WASHINGTON — Freshman California Senator Kamala Harris, a Democrat, will introduce a Senate resolution condemning the recent waves of anti-Semitic attacks and urged the administration to do more for under-fire religious minorities, she announced Tuesday at AIPAC’s annual Policy Conference.
“No one should have to worry about their children’s safety when they drop them off at the JCC,” she told a crowd of nearly 18,000. “No one should have to be afraid to put a menorah on their front window or on their front lawn.

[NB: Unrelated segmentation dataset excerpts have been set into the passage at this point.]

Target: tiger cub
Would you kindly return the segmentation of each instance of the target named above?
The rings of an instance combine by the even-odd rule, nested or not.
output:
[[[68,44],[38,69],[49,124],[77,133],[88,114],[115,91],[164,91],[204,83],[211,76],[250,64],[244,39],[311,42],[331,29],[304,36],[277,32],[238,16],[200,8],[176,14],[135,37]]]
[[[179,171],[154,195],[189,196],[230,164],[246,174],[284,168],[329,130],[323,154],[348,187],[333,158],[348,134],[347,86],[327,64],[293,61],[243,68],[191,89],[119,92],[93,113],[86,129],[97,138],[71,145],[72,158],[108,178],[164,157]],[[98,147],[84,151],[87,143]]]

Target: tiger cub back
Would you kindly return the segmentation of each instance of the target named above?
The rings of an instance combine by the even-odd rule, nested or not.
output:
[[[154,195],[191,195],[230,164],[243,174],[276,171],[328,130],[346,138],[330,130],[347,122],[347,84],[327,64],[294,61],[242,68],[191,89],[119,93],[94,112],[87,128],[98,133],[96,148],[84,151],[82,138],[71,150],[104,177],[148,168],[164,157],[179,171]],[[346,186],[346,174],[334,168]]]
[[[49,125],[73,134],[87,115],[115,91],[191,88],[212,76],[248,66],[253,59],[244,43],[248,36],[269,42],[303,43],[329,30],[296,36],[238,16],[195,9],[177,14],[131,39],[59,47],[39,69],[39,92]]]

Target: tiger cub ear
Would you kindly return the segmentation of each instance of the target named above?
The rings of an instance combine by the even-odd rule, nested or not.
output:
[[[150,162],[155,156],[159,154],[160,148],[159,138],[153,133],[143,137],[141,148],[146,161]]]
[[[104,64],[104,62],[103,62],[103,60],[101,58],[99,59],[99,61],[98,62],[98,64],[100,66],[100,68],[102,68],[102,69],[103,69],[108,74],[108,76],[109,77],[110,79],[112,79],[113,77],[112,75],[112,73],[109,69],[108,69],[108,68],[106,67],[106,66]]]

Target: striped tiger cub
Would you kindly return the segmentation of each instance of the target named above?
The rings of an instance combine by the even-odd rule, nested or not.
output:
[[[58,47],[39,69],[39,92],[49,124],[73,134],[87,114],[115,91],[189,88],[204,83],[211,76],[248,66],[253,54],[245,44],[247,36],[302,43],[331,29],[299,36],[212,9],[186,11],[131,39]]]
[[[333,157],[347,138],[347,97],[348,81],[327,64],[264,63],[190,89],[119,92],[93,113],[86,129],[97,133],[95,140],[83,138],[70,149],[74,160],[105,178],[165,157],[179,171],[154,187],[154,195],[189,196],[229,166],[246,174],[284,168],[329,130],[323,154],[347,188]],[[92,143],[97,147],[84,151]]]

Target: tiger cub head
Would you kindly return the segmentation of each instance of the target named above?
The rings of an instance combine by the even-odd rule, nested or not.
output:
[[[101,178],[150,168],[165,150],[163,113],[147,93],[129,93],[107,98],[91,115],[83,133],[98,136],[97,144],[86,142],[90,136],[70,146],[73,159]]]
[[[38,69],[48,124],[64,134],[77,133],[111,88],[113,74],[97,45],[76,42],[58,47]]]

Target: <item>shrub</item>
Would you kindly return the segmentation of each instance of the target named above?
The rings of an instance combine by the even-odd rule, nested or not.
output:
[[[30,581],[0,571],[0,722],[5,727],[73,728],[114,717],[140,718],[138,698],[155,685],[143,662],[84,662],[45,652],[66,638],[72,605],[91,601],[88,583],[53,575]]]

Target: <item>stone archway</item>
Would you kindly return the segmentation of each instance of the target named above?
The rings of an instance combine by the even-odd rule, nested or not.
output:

And no one should ever have to fear that the grave of a loved one might be desecrated because of their faith.”
Harris said her resolution would also call on law enforcement to expedite its investigations into hate crimes nationwide, call on local and state law enforcement agencies to fully report hate crimes statistics.
It will also ask the administration to provide material support and fund security at places of worship and other religious institutions of any faith that have been targeted.
“As someone who’s personally prosecuted hate crime, I also believe that we cannot stand by while anti-Semitism, hate crime and bigotry are on the rise, whether that’s a swastika on a Jewish family and children’s services bus in San Francisco or the burning of a mosque in Tampa,” said Harris, a former attorney general of California.
She did not mention any indications of how much support the measure may already have among other members of the Senate chamber.
Since January, nearly 150 bomb threats have hit JCCs, Jewish day schools and other institutions, causing the evacuation of dozens of Jewish community centers and prompting some parents to remove their children from JCC programs.
Most of those were apparently the work of a 19-year-old Jewish Israeli-American who was arrested lat week in Israel on suspicion he was behind hundreds of threats to institutions in the US and elsewhere.
Despite the arrest, Jewish leaders and organizations publicly urged against thinking this diminished the gravity of rising anti-Semitism in the United States.
“Even though it appears that the main culprit behind the majority of these attacks has allegedly been identified, anti-Semitism in the US remains a very serous concern,” the Anti-Defamation League’s Jonathan Greenblatt said after the arrest. “No arrests have been made in three cemetery desecrations or a series of other anti-Semitic incidents involving swastika graffiti and hate fliers. JCCs and other institutions should not relax security or become less vigilant.”